L’invito di Gesù: “Venite e vedrete” ha sempre iluminato la mia esperienza e questo significa molto per me, perché Gesù ti presenta una scelta, una proposta, ma senza imporre, e dipende d’ognuno si rimanere o no. Ma poi quando i discepoli l’hanno conosciuto, sono rimasti con Lui e lo hanno seguito, anch’io ho fatto così.
L’invito di Gesù: “Venite e vedrete” ha sempre iluminato la mia esperienza e questo significa molto per me, perché Gesù ti presenta una scelta, una proposta, ma senza imporre, e dipende d’ognuno si rimanere o no. Ma poi quando i discepoli l’hanno conosciuto, sono rimasti con Lui e lo hanno seguito, anch’io ho fatto così.

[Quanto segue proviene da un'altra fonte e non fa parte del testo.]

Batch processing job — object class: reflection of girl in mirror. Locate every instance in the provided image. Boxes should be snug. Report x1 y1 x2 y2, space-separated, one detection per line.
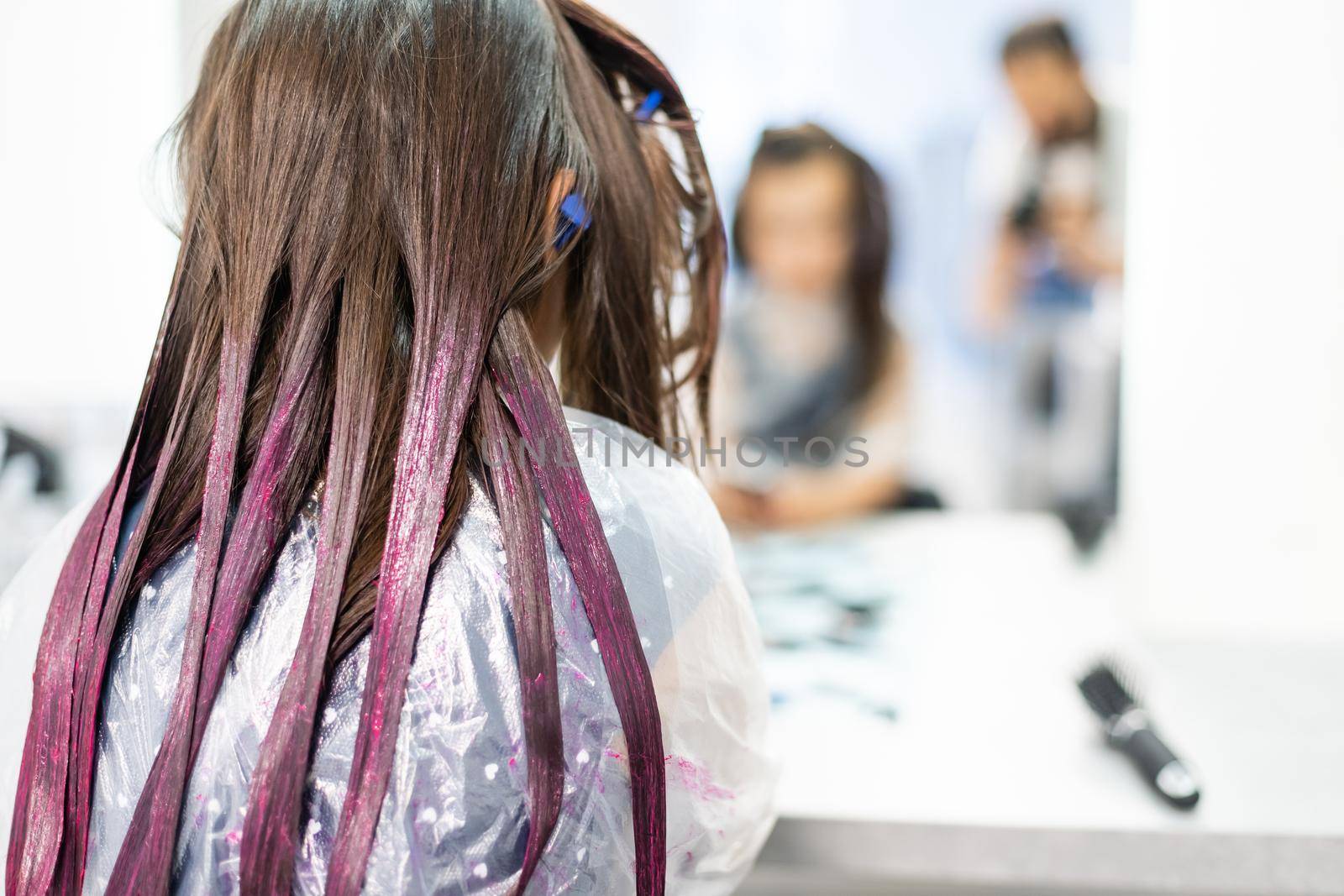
714 123 936 527
0 0 770 896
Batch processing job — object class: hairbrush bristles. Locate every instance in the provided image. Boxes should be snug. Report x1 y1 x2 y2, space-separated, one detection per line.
1078 659 1137 719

Quindi tre anni dopo di conoscere agli oblati da vicino e
il loro stile di vita, dovevo decidere se fare un altro passo. Il mio
entusiasmo e le mie inquetudine crescevano, e nel 2007 ho deciso di andare al
pre-noviziato a Guadalajara, nel Messico, Lì ho fatto un anno di esperienza. Nella
misura con cui ho potuto conoscere la vita di Sant’Eugenio e il carisma oblato,
sono stato coinvolto di più, guardavo con più chiarezza quello che volevo diventare.
Già nell’anno 2009 sono entrato nel noviziato ad Asunción, Paraguay, dove il 24
Gennaio del 2010 ho fatto i miei primi voti.
Poi sono andato allo scolasticato a Città del Messico per
fare tre anni di filosofia. Dopo questi tre anni, il provinciale mi ha proposto
di andare a San Antonio, Texas, per fare la teologia, ho iniziato un corso di inglese
e ho cominciato a preparare i documenti, ma alla fine l’aereo ha presso un'altra
rotta, mi ha portato verso l’Europa e mi sono svegliato a Roma.
Sono contento di tutto quello che ho visuto e per tutto
quello che sto vivendo nella formazione, crisi e gioie mi hanno aiutato a
crescere in diversi aspetti. Grazie alle diverse esperienze adesso sono il Tono
(Antonio) che si caraterizza come un uomo tranquillo, allegro. Mi piace
divertirmi al mio modo, mi piace la musica e lo sport. Ringrazio Dio per il
dono della vocazione, per i miei formatori. A tutti voi che mi aiutate con la
vostra presenza e testimonianza. Grazie di cuore per la vostra pazienza!
Pian piano capisco di più che la vocazione alla vita religiosa
è un mistero d’amore, tra un Dio che chiama e una persona che gli risponde
malgrado la propria debolezza, ma fiducioso e pieno di fede. Adesso, è giunta
l’ora del passo decisivo. Per favore pregate per me.